Michaela Tarpey, a junior in the College of Arts & Sciences, is running for president alongside Schroeder Hall Senator Thomas Schick, a sophomore in the College of Arts & Sciences.
Junior in the College of Arts & Sciences William Knight is also running for president, with Daniel Bresnahan, a junior in the College of Business Administration, as his running mate. Neither Knight nor Bresnahan have experience in MUSG.
There are also two freshmen running. Zach Dubois of the College of Arts & Sciences is running for president alongside Estefania “Ely” Elizondo, who studies in the College of Communication.

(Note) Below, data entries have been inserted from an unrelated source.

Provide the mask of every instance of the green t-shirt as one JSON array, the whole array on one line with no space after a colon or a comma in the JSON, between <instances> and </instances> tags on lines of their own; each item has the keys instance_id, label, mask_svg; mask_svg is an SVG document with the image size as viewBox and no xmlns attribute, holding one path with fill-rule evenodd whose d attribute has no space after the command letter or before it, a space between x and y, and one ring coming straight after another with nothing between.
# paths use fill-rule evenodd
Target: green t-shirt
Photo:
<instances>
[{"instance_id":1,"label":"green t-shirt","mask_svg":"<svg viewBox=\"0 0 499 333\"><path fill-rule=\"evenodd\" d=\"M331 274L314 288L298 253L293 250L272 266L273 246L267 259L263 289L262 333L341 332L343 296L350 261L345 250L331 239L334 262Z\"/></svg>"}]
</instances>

Dubois and Elizondo also have no prior MUSG experience.
Joe Daufenbach, the current executive vice president and a senior in the College of Arts & Sciences, said the number of tickets on the ballot this year seems to represent an increased interest in MUSG participation.
“I don’t know if it’s people getting more used to the organization, or if it’s just us, that we’ve been promoting it more,” Daufenbach said.
Those in charge of running the election said the addition of the primary to the election season will affect the candidates more than anything else.
“I think that the primary will make this year’s election more competitive,” said David Kuester, a senior in the College of Arts & Sciences and the MUSG elections coordinator. “Candidates will be tested more than ever on their organizational skills (and their) ability to promote their respective platforms and connect with students.”
Even though there will likely be a candidate with a plurality of the votes in the primary, the election officials made it clear that it is necessary to get a full majority to win the general election.
“What you’re not having with (all four on the same ballot) is a majority of campus confirming that they want these candidates,” Daufenbach said.
Jon Dooley, senior associate dean for the Office of Student Development, said he believes the ticket that wins the most support in the primary will gain a distinct advantage in the general election.
“For the two tickets that carry on into the general election, the primary gives them an opportunity to see what level of support they have from students,” Dooley said.